Finanzminister Lindner bei Bauernprotest: „Habe ein Gefühl für Ihre Situation“
So musste Lindner seine Stimme beim finalen Bauernprotest noch deutlicher als gewohnt erheben, wollte er doch seine Botschaft anbringen. Einerseits Verständnis zeigen für den Unmut der Landwirte infolge der von der Ampel geplanten Abschaffung der Subventionen für Agrardiesel, andererseits für Verständnis für die politischen Entscheidungen werben, die im Geldbeutel zu spüren sind.
Zwischen „Lügner“-, „Heuchler“- und „Hau ab“-Rufen der Protestler versuchte er ein bisschen Nähe zu schaffen. „Nach vielen Gesprächen habe ich ein Gefühl für Ihre Situation“, ließ Lindner wissen. Ebenso: „Ich will, dass die Politik den Landwirtinnen und Landwirten vertraut, statt in die Betriebe hineinzuregieren.“ Er selbst komme „aus dem Bergischen Land. Ich bin neben Wiesen, Feldern und dem Wald aufgewachsen.“
Lindner spricht in Berlin vor Bauern: Kritik an Klimaaktivisten und Bürgergeld-Empfängern
Doch als Brückenbauer war Lindner nicht erfolgreich. Was am Tag nach dem denkwürdigen Auftritt eher hängenblieb, waren andere Sätze. Wie der Vergleich mit den Klimaaktivisten der „Letzten Generation“: „Was ein Unterschied zwischen den Bauern und den Klimaklebern: Die Klimakleber haben das Brandenburger Tor beschmiert. Die Bauern haben das Brandenburger Tor geehrt.“ Ein bisschen Bauchpinselei von höchster Stelle also.
Außerdem rief er den Massen entgegen: „Es ärgert mich, dass ich vor Ihnen als dem fleißigen Mittelstand über Kürzungen sprechen muss, während auf der anderen Seite in unserem Land Menschen Geld bekommen fürs Nichtstun.“ Ein frostiger Gruß an die Bürgergeldempfänger.
„Soziale Reformen sind schwer.

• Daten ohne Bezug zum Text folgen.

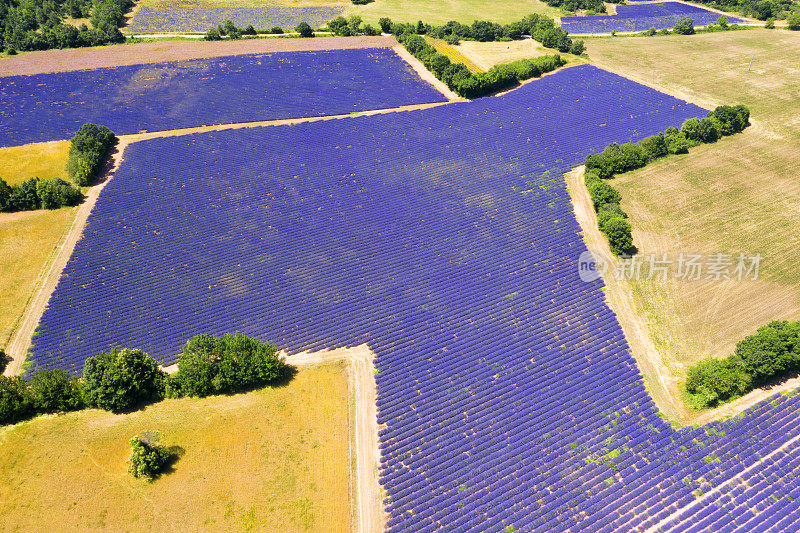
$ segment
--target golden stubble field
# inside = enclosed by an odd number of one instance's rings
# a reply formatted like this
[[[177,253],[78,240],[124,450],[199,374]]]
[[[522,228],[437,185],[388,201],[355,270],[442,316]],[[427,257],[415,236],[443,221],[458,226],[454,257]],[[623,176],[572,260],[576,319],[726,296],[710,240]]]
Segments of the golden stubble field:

Aber auch da müssen wir ran“, legte Lindner nach: „Deshalb kürzen wir die Leistungen für Asylbewerber, deshalb sparen wir eine Milliarde Euro beim Bürgergeld. Denn wir dürfen es nicht länger tolerieren, wenn Menschen sich weigern, für ihr Geld zu arbeiten.“ Dies sei nicht nur „eine Frage des Geldes, das ist eine Frage der Gerechtigkeit und wir beantworten sie“.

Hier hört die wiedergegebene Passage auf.